In 1884, Wolfenstein married again to Philopena Henrietta Brown, another young woman with whom he had a daughter, but two years later she filed for divorce, which was granted on the grounds of “cruel and abusive treatment.” The photographer tied the knot with Clara Brown, who was in her late teens, and the couple had two sons. Wolfenstein took his family to Mexico and Guatemala, where he operated photo studios and, after his wife died, he and his sons went to Stockholm. There he worked for the royal photographer and then operated his own studio before he bought the royal photographer’s business, which had some thirty employees.
In 1905, Wolfenstein sold the studio and presumably was well-off, because the next year, he was in Anniston, Alabama looking after his fruit orchard investments with a partner. The Birmingham News of 9 November 1906 reported that he and his sons, who were in schools in Sweden, were traveling to Florida and then to Japan as part of a tour around the world.
Wolfenstein was in Cuba in 1907 for business purposes and on a passenger list on a ship sailing from England to New York in August 1908, after wihch he returned, after nearly thirty years, to Los Angeles. He died there just months later, in February 1909, and was interred at Rosedale Cemetery.

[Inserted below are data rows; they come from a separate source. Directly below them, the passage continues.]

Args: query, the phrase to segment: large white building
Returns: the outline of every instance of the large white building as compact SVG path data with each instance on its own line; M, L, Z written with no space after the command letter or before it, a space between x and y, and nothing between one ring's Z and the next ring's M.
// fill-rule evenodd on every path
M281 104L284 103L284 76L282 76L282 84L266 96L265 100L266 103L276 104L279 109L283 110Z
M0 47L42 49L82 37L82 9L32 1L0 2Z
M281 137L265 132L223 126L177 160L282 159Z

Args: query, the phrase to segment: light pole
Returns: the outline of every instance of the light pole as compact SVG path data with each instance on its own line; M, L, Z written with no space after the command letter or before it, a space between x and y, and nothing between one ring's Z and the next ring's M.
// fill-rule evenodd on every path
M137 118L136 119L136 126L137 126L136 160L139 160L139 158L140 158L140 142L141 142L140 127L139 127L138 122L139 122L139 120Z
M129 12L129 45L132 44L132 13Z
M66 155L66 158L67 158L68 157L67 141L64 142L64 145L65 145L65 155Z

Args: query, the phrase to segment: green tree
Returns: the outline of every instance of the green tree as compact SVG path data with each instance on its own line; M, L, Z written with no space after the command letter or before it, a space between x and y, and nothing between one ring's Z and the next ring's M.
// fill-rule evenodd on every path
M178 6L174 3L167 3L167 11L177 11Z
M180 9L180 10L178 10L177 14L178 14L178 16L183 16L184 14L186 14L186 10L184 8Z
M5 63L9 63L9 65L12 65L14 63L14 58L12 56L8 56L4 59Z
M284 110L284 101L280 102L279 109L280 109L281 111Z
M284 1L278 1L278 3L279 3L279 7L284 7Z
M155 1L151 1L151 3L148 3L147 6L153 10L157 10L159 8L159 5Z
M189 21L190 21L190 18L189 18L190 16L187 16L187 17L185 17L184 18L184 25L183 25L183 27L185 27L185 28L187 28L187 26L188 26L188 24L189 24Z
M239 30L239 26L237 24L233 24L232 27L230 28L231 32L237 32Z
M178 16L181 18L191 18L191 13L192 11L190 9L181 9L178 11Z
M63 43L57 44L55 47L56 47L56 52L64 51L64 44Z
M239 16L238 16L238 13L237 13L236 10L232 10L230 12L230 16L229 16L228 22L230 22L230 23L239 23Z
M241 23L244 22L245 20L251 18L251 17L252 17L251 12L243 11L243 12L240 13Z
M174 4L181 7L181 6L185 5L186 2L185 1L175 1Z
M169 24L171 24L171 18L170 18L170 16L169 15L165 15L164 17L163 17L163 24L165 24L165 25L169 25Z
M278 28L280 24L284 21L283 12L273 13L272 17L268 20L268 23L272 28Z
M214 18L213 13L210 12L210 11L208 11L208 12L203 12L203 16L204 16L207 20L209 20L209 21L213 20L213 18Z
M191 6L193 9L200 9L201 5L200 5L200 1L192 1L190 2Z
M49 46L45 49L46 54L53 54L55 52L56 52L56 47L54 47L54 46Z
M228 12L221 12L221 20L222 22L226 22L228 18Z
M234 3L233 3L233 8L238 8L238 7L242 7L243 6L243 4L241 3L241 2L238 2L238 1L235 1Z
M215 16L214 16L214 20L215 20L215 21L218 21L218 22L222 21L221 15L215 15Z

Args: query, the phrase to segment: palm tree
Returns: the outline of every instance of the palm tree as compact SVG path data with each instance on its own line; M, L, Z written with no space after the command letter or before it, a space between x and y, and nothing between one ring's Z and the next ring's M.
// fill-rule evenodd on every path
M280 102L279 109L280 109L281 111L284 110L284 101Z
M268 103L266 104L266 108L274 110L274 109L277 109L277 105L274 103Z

A photographer’s life, especially in a frontier town like 1870s Los Angeles, could be difficult, but Valentine Wolfenstein’s story is remarkable, including his emigration to the United States as a young man; his military service; his wandering from Massachusetts to New Mexico and then to California; his years in the City of Angels; his legal woes and migration back to the East Coast; his return home to Stockholm for roughly fifteen years; and more wandering in America and Central America until he came back to Los Angeles for his final days.